(Xerces Society) “This report discusses what’s known about the wider ecological impacts of dicamba and related herbicides to native plant communities and the wildlife they support, and provide a few short-term and long-term recommendations for reducing environmental harm from these volatile herbicides.”
(Center for Biological Diversity) The Center for Biological Diversity filed a formal notice today of its intent to sue the city of Minnetonka, Minnesota, for failing to protect endangered rusty patched bumble bees from a planned mountain-bike course in Lone Lake Park, home to one of the largest populations of the bee in the state. “The Endangered Species Act is 99% effective at protecting our most imperiled wildlife, but it can only work when its mandates are followed.”
(Center for Biological Diversity) Conservation groups filed a formal legal petition today urging the U.S. Forest Service to stop allowing the placement of hundreds of commercial honey bee hives on national forest lands without proper environmental review. Honey bees, which are not native to the United States, are important agricultural crop pollinators but have been shown to transmit diseases to native bees. They can also outcompete native bees for pollen and nectar, their only source of food.
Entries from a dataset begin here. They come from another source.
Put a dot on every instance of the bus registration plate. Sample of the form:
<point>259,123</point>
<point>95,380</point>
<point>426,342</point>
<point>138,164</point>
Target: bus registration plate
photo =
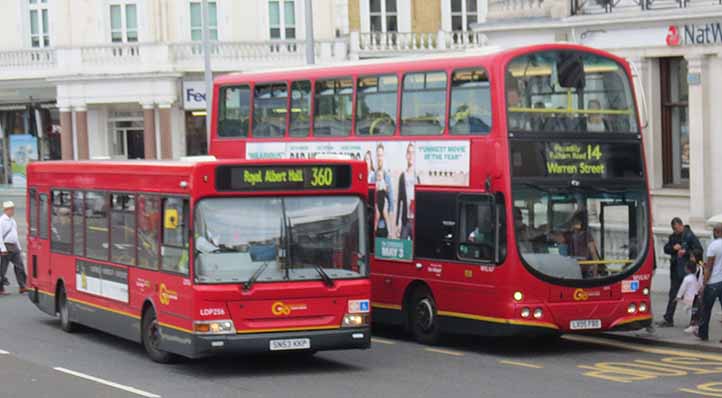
<point>585,324</point>
<point>290,344</point>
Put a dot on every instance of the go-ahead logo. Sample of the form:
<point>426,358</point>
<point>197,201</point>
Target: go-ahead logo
<point>673,38</point>
<point>580,295</point>
<point>279,308</point>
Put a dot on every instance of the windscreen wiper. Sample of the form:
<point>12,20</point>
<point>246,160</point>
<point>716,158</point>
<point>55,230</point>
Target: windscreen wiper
<point>255,276</point>
<point>326,279</point>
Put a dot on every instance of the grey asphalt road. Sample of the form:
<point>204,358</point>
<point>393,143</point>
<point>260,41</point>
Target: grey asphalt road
<point>394,367</point>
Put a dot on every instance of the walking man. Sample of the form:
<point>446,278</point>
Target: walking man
<point>10,249</point>
<point>681,243</point>
<point>712,287</point>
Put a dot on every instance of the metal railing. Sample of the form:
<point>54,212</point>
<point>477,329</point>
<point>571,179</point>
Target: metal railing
<point>590,7</point>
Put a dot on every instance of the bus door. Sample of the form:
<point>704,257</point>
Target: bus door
<point>616,244</point>
<point>38,244</point>
<point>458,236</point>
<point>173,284</point>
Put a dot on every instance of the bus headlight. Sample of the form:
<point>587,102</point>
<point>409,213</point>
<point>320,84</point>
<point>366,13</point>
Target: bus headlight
<point>354,320</point>
<point>538,313</point>
<point>525,312</point>
<point>224,326</point>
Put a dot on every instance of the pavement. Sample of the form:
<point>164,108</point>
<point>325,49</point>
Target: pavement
<point>675,336</point>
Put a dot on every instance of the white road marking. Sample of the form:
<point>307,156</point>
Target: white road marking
<point>382,341</point>
<point>447,352</point>
<point>522,364</point>
<point>108,383</point>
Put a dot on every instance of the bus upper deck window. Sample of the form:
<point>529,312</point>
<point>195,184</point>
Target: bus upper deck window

Yet, over the past decade, the Forest Service has approved permits for at least 900 hives, which could house up to 56 million honey bees on Forest Service lands on the Colorado Plateau alone. A request is pending for an additional 4,900 hives on just one national forest in Utah.
(BBC) A country park in Somerset is creating habitats aimed at allowing a rare species of bee to thrive. Park rangers will leave dense grassy tussocks to grow in the hay meadows. They hope shrill carder bees can forage, nest and hibernate there.
(Phys.org) Researchers at Oregon State University are studying the interaction between the bees and soil in agricultural settings. The team looked at physical and chemical properties of soils collected from active bee and sand nest wasp sites in the Willamette Valley of western Oregon. They compared soil properties among seven farm sites to identify similarities and differences. An interesting finding from the research is that the team found lipids in the soil nest linings. The lipids may provide a type of waterproofing for the nests and their inhabitants.
(ABC NEWS) Bee numbers in Australia’s Northern Territory are dwindling after back-to-back dry wet seasons, to the point that beekeepers cannot satisfy demand for honey and crucial pollination services. The lower rainfall caused many native Top End trees and plants to produce much less nectar, on which healthy bee populations depend.
(Cherokee One Feather) The Cherokee Nation has installed 16 new bee pollinator homes in the tribe’s heirloom garden in Tahlequah as part of a new initiative by First Lady January Hoskin to boost the population of pollinators while improving the environment.
(New York State Department of Agriculture and Markets) The New York State Departments of Agriculture and Markets (AGM) and Environmental Conservation announced new actions to benefit and protect New York’s pollinators, including bees, butterflies, and hummingbirds. AGM issued new guidelines to help businesses create pollinator-friendly habitats on commercial properties or utility project sites.